Membrane proteins are pretty small, making it rather difficult to see
just what's going on down there. However, it is possible to get some
idea by using confocal microscopy with single-photon fluorescence. If
you can bind an appropriate fluorophore to the receptors of interest,
you can image them as little specks of light in the wine-dark membrane.
There are a number of ways to do this, none of them perfect. Candidate
fluorophores include quantum dots, which are artificial
semiconductor beads whose emission spectrum depends on their size, and
GFP, a naturally-occurring jellyfish protein which has become one
of the great workhorses of biological imaging by virtue of being a
pretty stable fluorophore that can be manufactured by the genetic
machinery of the cell itself. In the former case, you need to attach the
quantum dot to specific antibodies that will seek out and bind
the proteins of the receptor.

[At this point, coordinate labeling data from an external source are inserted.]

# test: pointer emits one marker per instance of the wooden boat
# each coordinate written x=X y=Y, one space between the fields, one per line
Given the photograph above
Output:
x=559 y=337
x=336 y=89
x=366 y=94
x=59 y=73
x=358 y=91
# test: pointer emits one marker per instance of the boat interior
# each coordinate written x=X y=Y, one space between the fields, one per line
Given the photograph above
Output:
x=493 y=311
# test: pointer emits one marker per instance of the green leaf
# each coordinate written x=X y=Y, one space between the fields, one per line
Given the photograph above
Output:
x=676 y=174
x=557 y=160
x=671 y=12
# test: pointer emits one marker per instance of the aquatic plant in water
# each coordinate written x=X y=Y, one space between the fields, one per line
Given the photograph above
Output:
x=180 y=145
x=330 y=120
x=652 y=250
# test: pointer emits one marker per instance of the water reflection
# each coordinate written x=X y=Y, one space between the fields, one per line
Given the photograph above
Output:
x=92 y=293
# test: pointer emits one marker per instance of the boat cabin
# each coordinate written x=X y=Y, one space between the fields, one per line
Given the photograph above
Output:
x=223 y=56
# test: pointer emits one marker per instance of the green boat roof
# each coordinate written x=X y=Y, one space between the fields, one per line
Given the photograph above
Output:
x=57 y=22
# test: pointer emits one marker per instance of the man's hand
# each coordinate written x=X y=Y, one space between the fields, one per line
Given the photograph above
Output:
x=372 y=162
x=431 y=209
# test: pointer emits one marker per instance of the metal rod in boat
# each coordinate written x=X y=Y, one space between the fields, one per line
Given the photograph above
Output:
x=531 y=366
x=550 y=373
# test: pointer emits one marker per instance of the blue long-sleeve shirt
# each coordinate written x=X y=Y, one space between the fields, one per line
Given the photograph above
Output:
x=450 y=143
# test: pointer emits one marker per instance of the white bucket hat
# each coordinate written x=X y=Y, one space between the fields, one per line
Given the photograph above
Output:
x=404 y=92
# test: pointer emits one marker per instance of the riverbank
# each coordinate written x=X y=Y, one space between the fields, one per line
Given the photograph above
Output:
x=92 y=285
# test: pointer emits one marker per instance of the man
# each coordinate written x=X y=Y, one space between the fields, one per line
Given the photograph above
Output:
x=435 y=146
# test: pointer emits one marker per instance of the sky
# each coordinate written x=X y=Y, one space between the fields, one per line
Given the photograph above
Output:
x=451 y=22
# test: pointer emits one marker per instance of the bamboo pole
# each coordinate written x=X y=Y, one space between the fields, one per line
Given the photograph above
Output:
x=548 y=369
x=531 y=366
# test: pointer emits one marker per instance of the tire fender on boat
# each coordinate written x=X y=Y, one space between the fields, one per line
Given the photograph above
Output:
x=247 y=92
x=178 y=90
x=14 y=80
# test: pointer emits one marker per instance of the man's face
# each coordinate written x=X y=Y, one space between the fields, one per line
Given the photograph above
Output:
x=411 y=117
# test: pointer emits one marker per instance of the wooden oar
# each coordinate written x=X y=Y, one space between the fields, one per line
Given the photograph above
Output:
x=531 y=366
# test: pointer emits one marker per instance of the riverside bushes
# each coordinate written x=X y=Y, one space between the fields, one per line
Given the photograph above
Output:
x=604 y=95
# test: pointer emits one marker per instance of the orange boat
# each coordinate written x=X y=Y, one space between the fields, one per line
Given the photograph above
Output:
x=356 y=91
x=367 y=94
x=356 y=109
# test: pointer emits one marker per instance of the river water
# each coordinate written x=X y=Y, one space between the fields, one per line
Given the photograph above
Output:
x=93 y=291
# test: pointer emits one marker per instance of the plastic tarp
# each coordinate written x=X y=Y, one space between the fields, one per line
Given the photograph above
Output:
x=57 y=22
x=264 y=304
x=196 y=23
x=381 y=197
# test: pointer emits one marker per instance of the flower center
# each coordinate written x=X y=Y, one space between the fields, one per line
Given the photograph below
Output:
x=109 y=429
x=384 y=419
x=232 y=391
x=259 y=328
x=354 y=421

In the latter, you genetically engineer
the cell so that when it expresses the receptor proteins it adds the GFP
to them. (This is a potentially risky process, since protein function is
very dependent on shape and having a huge stack of alien peptides
plonked on the end could easily change the target's behaviour, but it
seems to work in a surprising number of cases. Presumably the failures
tend not to wind up in the literature: scientific journals almost
exclusively publish positive results rather than papers concluding "Um,
who knows?")
Both these approaches have been used to image receptor movement in the
post-synaptic membrane, but the problem doesn't end there. A video
sequence of the cell membrane obtained this way simply shows a pattern
of bright specks at successive time steps. It's quite difficult to go
from such an image sequence to a clear model of how the receptors are
actually moving.
Even if the data were ideal -- each image providing a perfect
identification of the positions of all the receptors at each instant --
it would be non-trivial to correctly identify the movements of the
receptors, because there are a lot of them and they all look the same;
it's a giant shell game. And -- of course -- the data are
not ideal.
Experimental measurements are always prone to instrumental noise, but in
this case there are also other confounding factors. The field of view is
limited, so the receptors may move in and out: those visible at one
instant may not be the same ones visible at the next. The resolving
power is also limited, so if two receptors are close together they may
be misread as one. Worse, the fluorophores are imperfect. GFPs degrade
and quantum dots blink -- getting trapped in quantum states from
which it isn't possible to drop to ground -- so only an indeterminate
subset of receptors may be visible in each frame. New receptors may be
made and added to the membrane, and ones already there may be removed by
invagination. Finally, there's the very effect we want to
measure: the motility of the receptors may vary across the field of
view, but we don't know where.
Fortunately, analytic methods exist to deal with such difficulties.
Unfortunately they can be very computationally expensive (as bad as
O(n!); problems can get harder than that, but not much).
Heuristics are available to help us along, but there's an element of
lossiness. Certainty -- as ever -- is the province of the dull.
The domains of science are weakness and imperfection.
It's early days yet, but individual receptors do indeed seem to wander
around stochastically while statistically maintaining sufficient
concentrations at the synapses for the neuron to function. One theory
for how this works involves scaffold proteins inside the cell,
anchored to the cytoskeleton, which encourage -- in a
thermodynamic sense, which is to say: make energetically favourable --
the localization of receptors in the nearby membrane.